Biting into an pear is an all-sensory experience: the crunch of the super-crisp flesh and the shock of honeyed floral sweetness that follows makes for as memorable a moment as one could hope for from a fruit. Best eaten raw, paired beautifully with a chunk of double-cream Gouda; a salty blue would also make a happy partner.
Asian pear, Caramelized Onion and Blue Cheese (or Goat Cheese) Flatbread
2 tablespoons extra-virgin olive oil
2 Naan (Indian flat bread, available at most grocery stores)
1 cored, thinly sliced Asian pear
1 cup Caramelized Onions (see recipe)
1/2 cup Maytag blue cheese, crumbled (can substitute goat cheese)
¼ C. candied pecans (available at Trader Joe’s or Whole Foods)
1 C. arugula
pinch of black pepper
For carmelized onion:
Thinly slice 1 onion and sauté in a large nonstick pan on medium high heat with 1 tablespoon of olive oil for 4 minutes.
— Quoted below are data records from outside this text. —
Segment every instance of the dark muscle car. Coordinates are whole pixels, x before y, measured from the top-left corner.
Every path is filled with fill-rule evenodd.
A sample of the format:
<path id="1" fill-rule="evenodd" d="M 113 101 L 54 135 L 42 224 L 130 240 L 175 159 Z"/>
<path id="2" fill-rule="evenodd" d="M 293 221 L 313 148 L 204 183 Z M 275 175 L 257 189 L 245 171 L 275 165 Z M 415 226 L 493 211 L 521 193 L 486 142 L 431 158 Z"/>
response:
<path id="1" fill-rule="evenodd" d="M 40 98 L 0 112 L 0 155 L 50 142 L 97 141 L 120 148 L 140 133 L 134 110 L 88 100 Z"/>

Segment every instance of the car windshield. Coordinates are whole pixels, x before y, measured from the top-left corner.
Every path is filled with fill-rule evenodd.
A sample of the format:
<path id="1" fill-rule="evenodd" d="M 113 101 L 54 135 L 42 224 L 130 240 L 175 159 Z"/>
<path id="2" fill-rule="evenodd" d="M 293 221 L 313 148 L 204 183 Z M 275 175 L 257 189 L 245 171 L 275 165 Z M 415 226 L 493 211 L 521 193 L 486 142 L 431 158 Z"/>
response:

Add a pinch of kosher salt and a drizzle of balsamic vinegar. Remove from heat and let onions cool.
Instructions: Preheat oven to 450°. Brush olive oil on the flatbreads and cover with the sliced Asian pears and caramelized onion. Sprinkle with the cheese, then the pecans. Bake in the oven for 8-10 minutes until cheese is melted. Remove from oven, add a large handful of arugula leaves, slice into small pizza slices and serve immediately.
If you want to keep it simple, here is a sure fire way to cook your baby beets and still end up with a stellar dish.
Wash em real well
Toss em in a skillet along with the white bulbs from the green onions
Coconut is a great oil for this but any cooking oil will do
After they have saute’d long enough, add some lime juice and a few teaspoons of honey, stir and cut the heat. Serve over brown rice. These beets come out so colorful this way. And they end up tasting like candy!